Farah, who forged his distance running reputation as a winter mudlark and the reigning World, Olympic and European 5,000m and 10,000m champion will be contesting his first cross country race for four years when he lines up in the televised new year event in the Scottish capital, part of the prestigious IAAF Cross Country Permit series.

As a 15-year-old, Farah made his name on the national scene as a runaway winner of the intermediate boys’ race at the 1999 English Schools’ Cross Country Championships in Luton. Seven years later, in 2006, he claimed his first international title when he won the senior men’s race at the European Cross Country Championships at San Giorgio su Lugano in Italy.

Now, as he prepares for a 2015 summer track season in which he intends to defend his World Championship 5,000m and 10,000m crowns in Beijing, the 31-year-old home hero of London 2012 will be laying the groundwork with his first cross country race since he triumphed in the 8k Great Edinburgh International race in January 2011.

“Next year will be an important year for me and I’m looking forward to returning to the Great Edinburgh Cross Country to kick off my season. For many years I ran cross country to build my base for the summer track season and it will be nice to return to Edinburgh and try to repeat my winning run of 2011 there.” said Farah.

Farah’s US coach Alberto Salazar was best known as a marathon man – a three time winner of the New York City Marathon – but he was a firm believer in the benefits of cross country during his own trailblazing distance running career. He won the US title three times and finished runner-up to Mohammed Kedir of Ethiopia in the 1982 World Cross Country Championships in Rome, relegating Kiwi Rod Dixon to third place.

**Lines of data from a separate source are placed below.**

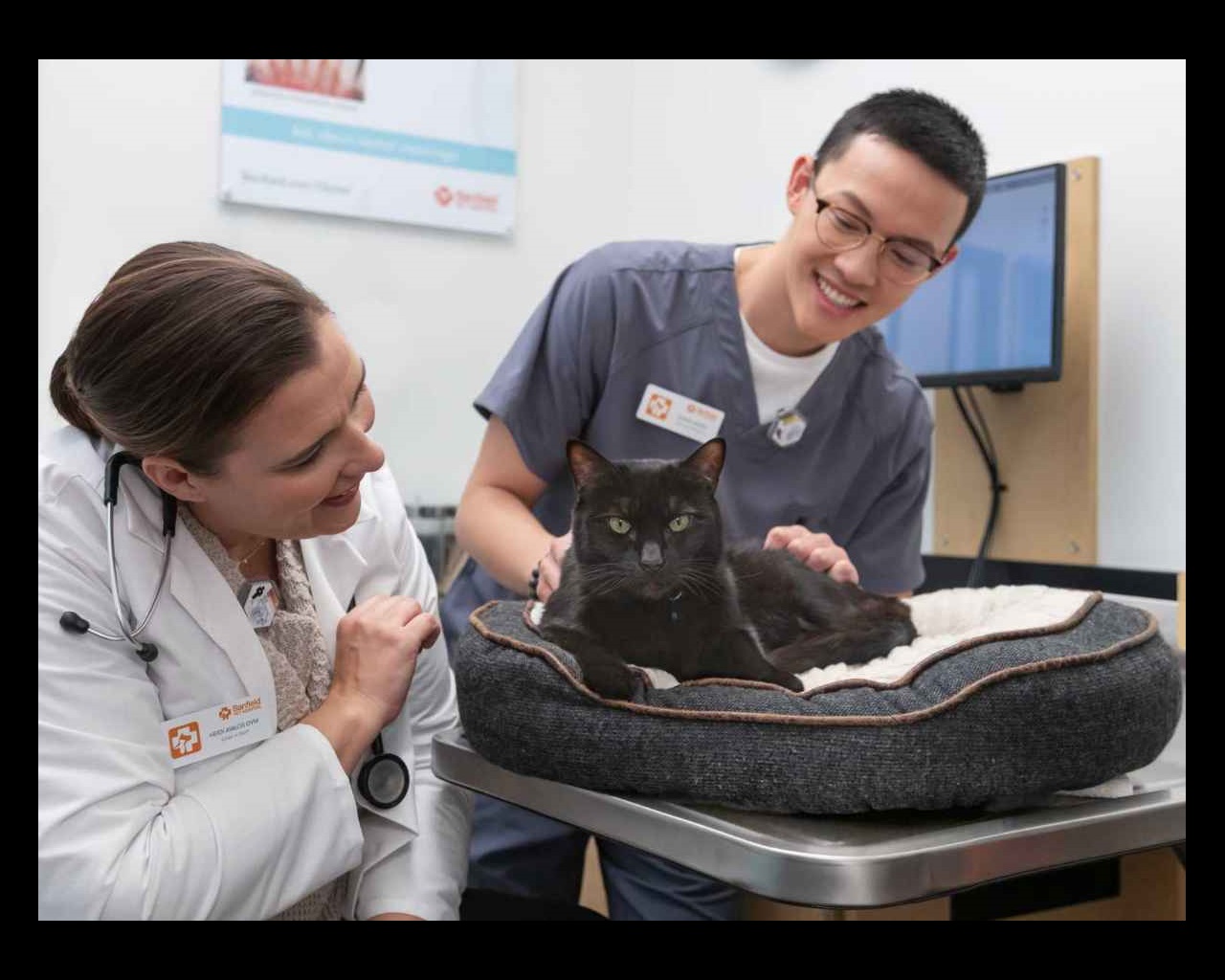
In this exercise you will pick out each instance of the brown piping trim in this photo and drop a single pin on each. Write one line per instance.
(842, 721)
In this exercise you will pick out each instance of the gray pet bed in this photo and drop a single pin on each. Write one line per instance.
(996, 714)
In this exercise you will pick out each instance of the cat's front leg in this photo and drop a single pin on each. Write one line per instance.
(738, 656)
(603, 672)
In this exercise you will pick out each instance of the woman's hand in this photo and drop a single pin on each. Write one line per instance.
(376, 650)
(814, 549)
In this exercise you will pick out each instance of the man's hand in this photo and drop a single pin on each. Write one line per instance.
(814, 549)
(550, 567)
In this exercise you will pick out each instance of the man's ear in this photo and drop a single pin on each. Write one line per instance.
(173, 477)
(586, 464)
(707, 460)
(797, 183)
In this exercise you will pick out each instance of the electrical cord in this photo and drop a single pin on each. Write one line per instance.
(987, 447)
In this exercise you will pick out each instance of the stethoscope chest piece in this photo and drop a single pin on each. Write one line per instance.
(383, 779)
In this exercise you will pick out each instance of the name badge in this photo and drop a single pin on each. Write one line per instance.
(679, 414)
(223, 727)
(788, 428)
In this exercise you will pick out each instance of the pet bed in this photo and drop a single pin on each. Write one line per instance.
(1006, 692)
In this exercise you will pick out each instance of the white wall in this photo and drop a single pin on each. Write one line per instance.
(631, 148)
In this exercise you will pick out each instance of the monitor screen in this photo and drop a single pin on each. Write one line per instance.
(995, 316)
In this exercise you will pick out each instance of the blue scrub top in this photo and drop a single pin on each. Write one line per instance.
(665, 313)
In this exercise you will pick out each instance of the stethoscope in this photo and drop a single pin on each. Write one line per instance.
(383, 779)
(78, 624)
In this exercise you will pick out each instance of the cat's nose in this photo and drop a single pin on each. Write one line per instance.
(652, 556)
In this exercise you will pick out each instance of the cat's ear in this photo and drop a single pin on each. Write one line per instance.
(707, 460)
(586, 464)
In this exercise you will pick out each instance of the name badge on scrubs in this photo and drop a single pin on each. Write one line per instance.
(788, 428)
(679, 414)
(223, 727)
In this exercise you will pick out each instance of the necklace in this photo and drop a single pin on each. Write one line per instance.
(248, 555)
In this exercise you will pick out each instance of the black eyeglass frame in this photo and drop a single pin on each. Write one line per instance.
(822, 205)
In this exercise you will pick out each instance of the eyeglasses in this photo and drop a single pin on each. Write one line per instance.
(901, 261)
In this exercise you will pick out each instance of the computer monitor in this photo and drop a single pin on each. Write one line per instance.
(995, 316)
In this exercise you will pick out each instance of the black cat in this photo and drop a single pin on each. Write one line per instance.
(648, 580)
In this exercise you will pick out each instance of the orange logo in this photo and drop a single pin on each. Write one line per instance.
(658, 407)
(185, 740)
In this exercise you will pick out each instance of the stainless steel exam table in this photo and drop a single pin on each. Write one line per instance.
(866, 860)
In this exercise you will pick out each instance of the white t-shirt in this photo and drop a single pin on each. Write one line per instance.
(781, 380)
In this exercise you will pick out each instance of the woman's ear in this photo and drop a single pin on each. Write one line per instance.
(173, 477)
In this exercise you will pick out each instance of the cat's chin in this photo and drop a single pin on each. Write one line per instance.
(657, 590)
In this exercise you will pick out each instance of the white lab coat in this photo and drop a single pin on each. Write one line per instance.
(248, 834)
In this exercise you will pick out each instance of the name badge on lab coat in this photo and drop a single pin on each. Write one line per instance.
(679, 414)
(223, 727)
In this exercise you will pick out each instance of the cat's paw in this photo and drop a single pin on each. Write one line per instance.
(611, 681)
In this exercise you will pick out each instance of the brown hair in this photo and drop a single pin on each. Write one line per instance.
(183, 344)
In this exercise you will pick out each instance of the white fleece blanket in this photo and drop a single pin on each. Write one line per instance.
(945, 619)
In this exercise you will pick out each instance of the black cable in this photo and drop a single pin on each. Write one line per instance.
(988, 450)
(983, 425)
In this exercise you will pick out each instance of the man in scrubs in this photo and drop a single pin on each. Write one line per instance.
(646, 349)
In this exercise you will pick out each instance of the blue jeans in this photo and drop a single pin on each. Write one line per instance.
(521, 853)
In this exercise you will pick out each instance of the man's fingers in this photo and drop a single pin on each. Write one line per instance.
(843, 571)
(423, 630)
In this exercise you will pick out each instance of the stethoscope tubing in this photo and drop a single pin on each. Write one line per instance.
(147, 652)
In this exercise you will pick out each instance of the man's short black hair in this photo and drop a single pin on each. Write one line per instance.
(922, 123)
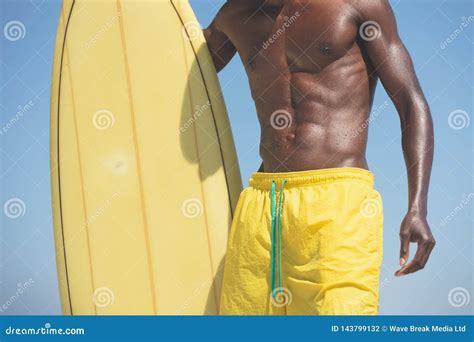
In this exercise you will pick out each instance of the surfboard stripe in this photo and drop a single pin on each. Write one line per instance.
(138, 159)
(59, 154)
(146, 249)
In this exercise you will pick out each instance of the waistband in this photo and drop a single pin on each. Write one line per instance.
(263, 180)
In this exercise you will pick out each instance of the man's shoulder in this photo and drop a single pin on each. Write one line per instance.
(370, 8)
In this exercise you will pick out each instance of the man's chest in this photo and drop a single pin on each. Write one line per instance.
(306, 38)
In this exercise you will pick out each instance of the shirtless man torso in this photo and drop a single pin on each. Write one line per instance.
(313, 66)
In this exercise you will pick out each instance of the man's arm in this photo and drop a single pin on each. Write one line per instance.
(221, 48)
(395, 68)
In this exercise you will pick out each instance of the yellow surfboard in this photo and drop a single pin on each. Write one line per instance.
(144, 169)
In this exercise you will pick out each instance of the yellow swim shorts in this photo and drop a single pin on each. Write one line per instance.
(307, 242)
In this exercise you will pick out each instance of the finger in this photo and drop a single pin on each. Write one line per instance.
(419, 261)
(404, 248)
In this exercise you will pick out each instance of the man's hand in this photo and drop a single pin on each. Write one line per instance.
(414, 228)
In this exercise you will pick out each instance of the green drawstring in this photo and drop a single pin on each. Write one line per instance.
(276, 223)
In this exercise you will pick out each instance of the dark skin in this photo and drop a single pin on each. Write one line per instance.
(318, 74)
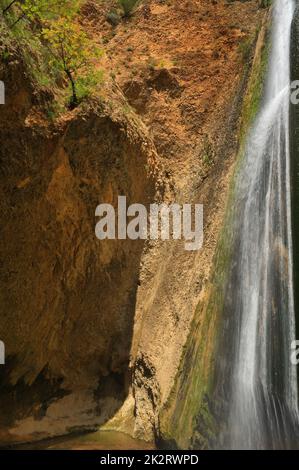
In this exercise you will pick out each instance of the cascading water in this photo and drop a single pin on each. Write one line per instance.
(260, 382)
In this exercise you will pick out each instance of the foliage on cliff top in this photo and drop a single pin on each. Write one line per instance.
(56, 47)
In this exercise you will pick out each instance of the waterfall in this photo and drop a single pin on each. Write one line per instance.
(260, 381)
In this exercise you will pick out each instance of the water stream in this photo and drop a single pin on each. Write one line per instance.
(261, 382)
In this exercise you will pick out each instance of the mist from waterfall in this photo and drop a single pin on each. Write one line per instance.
(260, 325)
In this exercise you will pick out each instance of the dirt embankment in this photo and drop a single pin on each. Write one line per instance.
(89, 327)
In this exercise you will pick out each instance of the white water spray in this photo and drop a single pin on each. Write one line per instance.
(263, 384)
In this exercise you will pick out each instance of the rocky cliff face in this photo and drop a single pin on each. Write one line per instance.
(67, 300)
(96, 330)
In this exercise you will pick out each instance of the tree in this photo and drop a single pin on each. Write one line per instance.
(72, 50)
(42, 10)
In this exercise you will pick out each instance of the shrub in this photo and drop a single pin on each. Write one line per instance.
(127, 6)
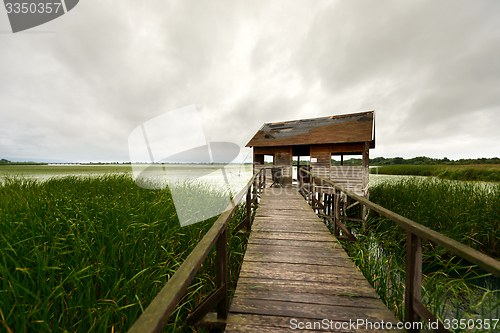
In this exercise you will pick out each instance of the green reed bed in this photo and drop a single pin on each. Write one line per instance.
(89, 254)
(464, 211)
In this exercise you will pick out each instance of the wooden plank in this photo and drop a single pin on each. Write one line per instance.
(294, 269)
(355, 288)
(311, 311)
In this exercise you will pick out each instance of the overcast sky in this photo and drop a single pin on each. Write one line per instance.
(75, 88)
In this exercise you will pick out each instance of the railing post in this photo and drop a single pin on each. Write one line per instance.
(336, 208)
(254, 190)
(221, 246)
(313, 194)
(413, 289)
(249, 209)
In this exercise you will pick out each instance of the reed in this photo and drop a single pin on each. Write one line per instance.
(90, 253)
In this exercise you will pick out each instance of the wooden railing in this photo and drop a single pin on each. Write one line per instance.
(414, 309)
(156, 314)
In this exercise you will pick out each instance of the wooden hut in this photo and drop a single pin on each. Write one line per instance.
(320, 139)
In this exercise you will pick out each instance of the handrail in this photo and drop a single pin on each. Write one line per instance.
(156, 314)
(414, 309)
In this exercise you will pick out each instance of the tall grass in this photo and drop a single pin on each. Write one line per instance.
(89, 254)
(454, 172)
(452, 288)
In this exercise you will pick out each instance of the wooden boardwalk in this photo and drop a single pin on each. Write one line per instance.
(294, 272)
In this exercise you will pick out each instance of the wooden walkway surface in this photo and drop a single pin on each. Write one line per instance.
(294, 272)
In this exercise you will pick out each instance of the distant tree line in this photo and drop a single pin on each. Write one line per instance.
(423, 160)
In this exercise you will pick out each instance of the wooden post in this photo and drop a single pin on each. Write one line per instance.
(366, 171)
(254, 190)
(264, 174)
(313, 192)
(413, 288)
(249, 209)
(336, 208)
(221, 247)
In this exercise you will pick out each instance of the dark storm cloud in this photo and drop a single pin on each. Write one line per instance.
(430, 69)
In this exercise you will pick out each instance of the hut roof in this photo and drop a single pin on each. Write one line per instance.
(356, 127)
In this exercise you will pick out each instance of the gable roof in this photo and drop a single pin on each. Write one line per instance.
(356, 127)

Salazar played a key role in guiding Farah through a testing time this year, helping him back to international prominence. After finishing eighth on his testing marathon debut in London in April and then missing the Commonwealth Games in Glasgow because of illness, Farah won the 5,000m and 10,000m at the European Chamionships in Zurich in August, adding to the double golds he achieved at the 2012 Olympics and 2013 World Championships.

He then broke Steve Ovett’s 36-year-old British two miles best time in Birmingham before ending his racing schedule for the year on a high, becoming the first British man to win the Great North Run since Steve Kenyon back in the mists of 1985.

“It was a fantastic feeling winning the Great North Run in front of a home crowd in September and I’m sure there will be plenty of support in Edinburgh for my first event in 2015.” said Farah.

The Great Edinburgh XCountry, televised live on BBC, is part of a new year festival for runners of all abilities, based at Holyood Park, next to the Scottish Parliament in Edinburgh.

The popular Great Winter Run, held on a scenic 5k course that loops around Arthur’s Seat, provides the public with a perfect opportunity to dust off the New Year cobwebs before watching the world’s best test themselves in the international cross country races.